Moreover, these shows raise questions about the impact they have on the participants’ lives. Are they being exploited for entertainment purposes and TV ratings? Do they understand the implications of having their lives exposed to the world? Is there any psychological support or back-up if required? Some may argue that the participants are adults who can make their own decisions, but the issue remains they are still Christians who are meant to live a life that brings honour to God.

The Bible encourages Christians to confess their faults to one another (James 5:16), but this doesn’t mean they should broadcast their mistakes on national television! Confession should be done in a safe and supportive environment, such as a church congregation. 

A church community is a place where Christians can be vulnerable and share their struggles without fear of judgment or condemnation. In such a community, members can receive support and encouragement as they seek to overcome their faults and become better people. Recently, out of guilt, I stood up and made a confession about my lack of ability to be early for church. Most times I miss the praise and worship segment, but on this occasion I had arrived on time because I’d brought a guest with me. In the joy of the worship I thought, ‘Why do I miss this glorious part of the service each week? It’s so good!’

Unexpectedly, Pastor asked me to introduce my guest. Out of guilt I confessed my fault. Well, I’ve been attending that church for decades, and fortunately they treated me with some sensitivity and humour, but mainly with encouragement and respect for my open honesty.  Although my personal example might rightly be viewed as minor, it’s the principle of confessing in an environment where my fault was received in the humility of my stance.


However, the confessions that take place on reality shows and biopics are not done in a safe and supportive environment. Instead, they are made in front of a camera crew and broadcast to millions of people — many of whom do not share the same values or beliefs. This raises questions about the intention behind such confessions. Are they genuine attempts to seek forgiveness and redemption, or are they merely a ploy to gain sympathy and attention? Should we be using misbehaviour and indiscretions as a form of entertainment to enjoy? 

Another concern is the impact these shows have on viewers.
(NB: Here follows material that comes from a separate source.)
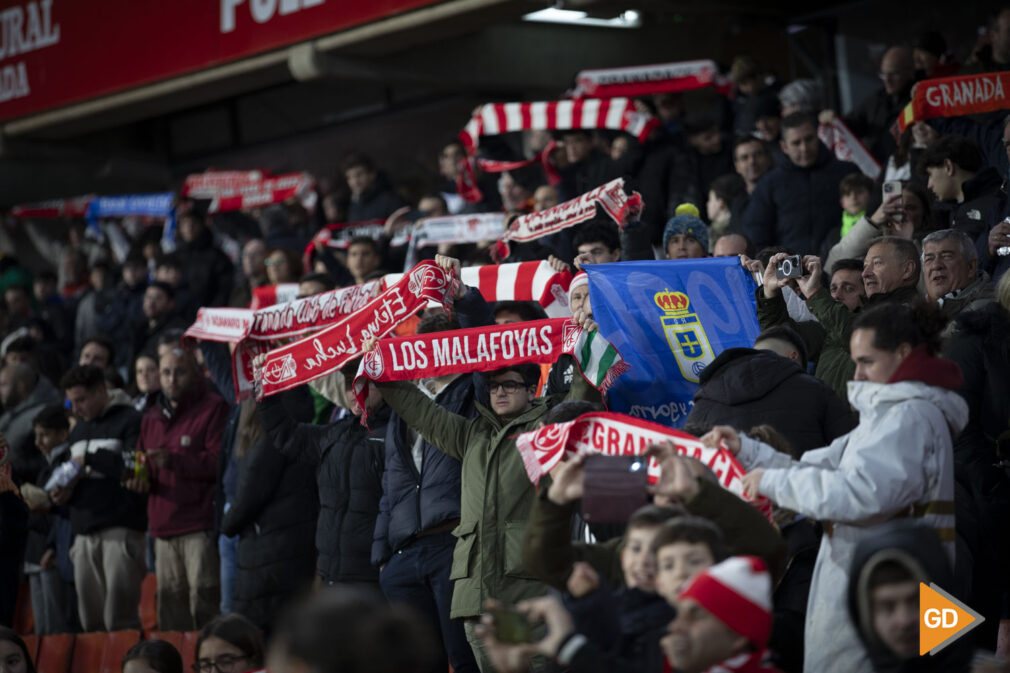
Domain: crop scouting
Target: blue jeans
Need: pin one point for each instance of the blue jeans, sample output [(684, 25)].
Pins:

The Gospel is supposed to be a message of hope and redemption but TV shows that highlight the faults and scandals of Christians may lead viewers to believe that the Christian faith is hypocritical and ineffective. Instead of inspiring hope and faith, these shows may cause people to lose trust in the Church and its message.

I don’t think all our US brothers and sisters necessarily agree with these programmes — and I certainly wouldn’t want it to be a practice over here — but I can appreciate the benefits of reality shows when they are constructive.

In conclusion, while confession is a crucial part of the Christian faith, flaunting one’s faults for the world to see is not the right approach. Christians are called to live exemplary lives that bring glory to God, not themselves. Confession should be done in a safe and supportive environment, such as within a church community, and not on national television for everyone’s entertainment.